NASA Grants an Additional $100 to Develop Private Space Stations

14th Jan 2024
NASA Grants an Additional $100 to Develop Private Space Stations

NASA has granted almost $100 million in extra funding to companies working on low Earth orbit infrastructure. 

As the International Space Station (ISS) is scheduled to retire in 2030, NASA has collaborated with Voyager Space and Blue Origin under its Commercial Low Earth Orbit Destinations (CLD) project to conceptualize a new orbiting laboratory. On the 5th of January, NASA made adjustments to its current Space Act Agreements, including reallocating funds and adding new development landmarks. 

According to a statement from the space agency, NASA’s director of commercial space, Phil McAlister, stated that the partners and NASA would greatly benefit from the new milestones, facilitating a seamless transition from the ISS to privately-owned low Earth orbit infrastructure. 

NASA Awards Additional Funding to Blue Origin and Voyager Space for Developing New Commercial Space Stations

Blue Origin has been granted an extra $42 million, in addition to its $130 million grant, to work on developing the Orbital Reef low Earth orbit space station concept with the aid of several other companies, including Amazon, Boeing, and Sierra Space.
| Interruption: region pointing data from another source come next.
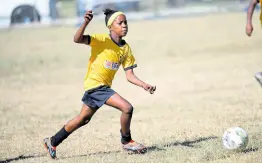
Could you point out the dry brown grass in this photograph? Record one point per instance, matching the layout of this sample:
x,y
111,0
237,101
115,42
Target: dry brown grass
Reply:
x,y
203,68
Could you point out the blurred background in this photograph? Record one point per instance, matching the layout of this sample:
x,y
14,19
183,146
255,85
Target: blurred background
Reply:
x,y
15,12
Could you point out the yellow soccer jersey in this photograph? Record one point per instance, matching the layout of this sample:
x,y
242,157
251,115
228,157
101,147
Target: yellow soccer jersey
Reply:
x,y
106,57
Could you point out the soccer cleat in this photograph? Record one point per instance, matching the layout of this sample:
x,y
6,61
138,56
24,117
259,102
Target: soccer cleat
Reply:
x,y
258,76
50,149
134,147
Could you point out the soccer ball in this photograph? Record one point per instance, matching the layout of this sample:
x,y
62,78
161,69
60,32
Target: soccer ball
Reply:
x,y
235,138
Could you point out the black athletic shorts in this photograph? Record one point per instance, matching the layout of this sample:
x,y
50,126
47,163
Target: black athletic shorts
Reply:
x,y
96,97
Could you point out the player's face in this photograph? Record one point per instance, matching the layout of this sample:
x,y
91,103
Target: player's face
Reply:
x,y
120,26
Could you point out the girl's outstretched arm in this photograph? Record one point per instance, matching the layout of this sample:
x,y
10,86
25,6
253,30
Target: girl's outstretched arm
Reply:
x,y
79,36
250,12
131,77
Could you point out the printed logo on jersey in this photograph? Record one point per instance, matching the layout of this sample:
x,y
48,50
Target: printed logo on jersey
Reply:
x,y
111,65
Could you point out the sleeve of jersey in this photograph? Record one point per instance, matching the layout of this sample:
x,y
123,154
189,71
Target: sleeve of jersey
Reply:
x,y
96,40
129,62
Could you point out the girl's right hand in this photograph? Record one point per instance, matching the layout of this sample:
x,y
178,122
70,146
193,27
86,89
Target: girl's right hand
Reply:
x,y
249,29
88,16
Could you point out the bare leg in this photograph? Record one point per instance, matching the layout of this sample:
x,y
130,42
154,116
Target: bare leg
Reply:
x,y
125,107
82,119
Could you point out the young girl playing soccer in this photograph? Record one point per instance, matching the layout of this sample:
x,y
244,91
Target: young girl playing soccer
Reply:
x,y
108,52
249,28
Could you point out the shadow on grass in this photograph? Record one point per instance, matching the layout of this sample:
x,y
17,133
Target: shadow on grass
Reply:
x,y
190,143
20,158
154,148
As per the statement, the increased funding will support technology maturation and further component design reviews, along with the station’s sustaining systems, like atmospheric monitoring and water filtration. 

Voyager Space has been granted an additional $57.5 million to its initial $160 million grant for designing the Starlab orbiting complex, which is being developed in collaboration with Lockheed Martin, Northrop Grumman, and Nanoracks. The additional funding will help accomplish numerous development landmarks geared towards assembly, testing, operating, and integration, along with a proximity operations demonstration and rendezvous. 

Voyager Space and Northrop Grumman Enter into Partnership, Resulting in Reallocated Funds

The extra funding awarded to Voyager Space is set to be utilized to advance Northrop Grumman’s Cygnus spacecraft after the two companies entered into a new partnership agreement. Prior to this agreement, Northrop Grumman and NASA had established a separate Space Act Agreement to work on their own orbital station. However, Northrop Grumman has since revealed that it will collaborate with Voyager Space to carry cargo toward Starlab via its Cygnus spacecraft. 

Due to this collaboration, Northrop Grumman terminated its contract with NASA, and a combined amount of $99.5 million in program funding, including the remaining funds from Northrop Grumman’s agreement, were reallocated to Voyager Space and Blue Origin. A portion of the reassigned funds will be utilized to update the Cygnus spacecraft, allowing it to dock with Starlab.

NASA has teamed up with several companies to conceptualize and construct commercial space stations as well as facilitate research, testing, and training in space. The goal is to commence operations before the ISS is phased out in 2030.